The analysis of the “mean of transport” attribute shows that most of the samples have been annotated as pedestrians across all datasets, with the exception of TDC, which is a bicycle riders dataset. KITTI has \(\sim 20\%\) of bicycle riders and BDD100K, CityPersons and Eurocity have \(\sim 7\%\). nuImages has very few samples labelled as riders. Wheelchairs and personal mobility devices are extremely underrepresented with less than \(1\%\) of the samples across datasets.

Datasets are slightly biased towards with an average of \(~55\%\) of the samples for “male” and \(\sim 35\%\) for “female” for the “sex” attribute. But it is worth noticing that the uncertainty (“unknown” labels) is high and the datasets with the lower uncertainty have the higher bias between “male” and “female”. This might indicate that if there were not as many “unknown” samples in Eurocity and TDC the bias could be higher.
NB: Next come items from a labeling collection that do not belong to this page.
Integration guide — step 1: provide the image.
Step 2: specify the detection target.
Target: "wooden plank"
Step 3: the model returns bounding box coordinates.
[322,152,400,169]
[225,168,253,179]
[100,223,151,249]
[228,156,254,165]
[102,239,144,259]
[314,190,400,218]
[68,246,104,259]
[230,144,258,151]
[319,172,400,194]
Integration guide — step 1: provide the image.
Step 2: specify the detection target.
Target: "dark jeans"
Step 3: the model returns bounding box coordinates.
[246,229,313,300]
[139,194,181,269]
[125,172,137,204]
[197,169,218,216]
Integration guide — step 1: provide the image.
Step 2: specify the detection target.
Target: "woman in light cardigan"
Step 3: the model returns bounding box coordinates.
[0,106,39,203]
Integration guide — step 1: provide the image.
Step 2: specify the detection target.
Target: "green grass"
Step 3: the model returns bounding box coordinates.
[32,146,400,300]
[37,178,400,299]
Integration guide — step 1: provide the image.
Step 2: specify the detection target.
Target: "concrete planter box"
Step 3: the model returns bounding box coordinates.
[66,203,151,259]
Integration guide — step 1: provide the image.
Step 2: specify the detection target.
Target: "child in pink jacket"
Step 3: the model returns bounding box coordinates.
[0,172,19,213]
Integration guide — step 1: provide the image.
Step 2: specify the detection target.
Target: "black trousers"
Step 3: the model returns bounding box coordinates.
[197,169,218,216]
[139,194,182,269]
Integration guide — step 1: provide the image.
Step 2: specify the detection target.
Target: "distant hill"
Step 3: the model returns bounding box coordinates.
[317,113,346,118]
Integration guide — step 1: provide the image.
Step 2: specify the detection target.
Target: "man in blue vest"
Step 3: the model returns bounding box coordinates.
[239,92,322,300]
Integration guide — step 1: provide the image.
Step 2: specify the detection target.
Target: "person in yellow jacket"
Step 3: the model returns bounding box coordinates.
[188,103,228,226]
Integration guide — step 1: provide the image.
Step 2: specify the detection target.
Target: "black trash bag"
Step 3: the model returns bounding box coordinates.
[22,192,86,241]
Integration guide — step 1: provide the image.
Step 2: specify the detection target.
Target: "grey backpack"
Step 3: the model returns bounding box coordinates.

In general, there is an underrepresentation of the label “dark skin” in the “skin tone” attribute, with BDD100K and nuImages presenting a higher percentage (\(12\%\) and \(18\%\)) as both have been recorded at least partially on the USA. It is also noticeable the high “unknown” percentage in TDC (\(\sim 50\%\)) most probably due to being a riders dataset recorded during cold weather, and thus with riders wearing many clothes.

Moving to the vehicles datasets, most of the vehicles are cars (\(\sim 75\%\)) with higher presence of trucks in nuImages (\(\sim 10\%\)) and BDD100K (\(\sim 5\%\)) probably due to being recorded in the USA. Motorcycles have a low representation being a \(\sim 5\%\) in nuImages the higher percentage.

For the “car type” category there is a general prevalence of “large” car type, specially in BDD100K and nuImages. KITTI has a better balance between “large” and “medium”, “small”, but still large vehicles nearly doubles any other type.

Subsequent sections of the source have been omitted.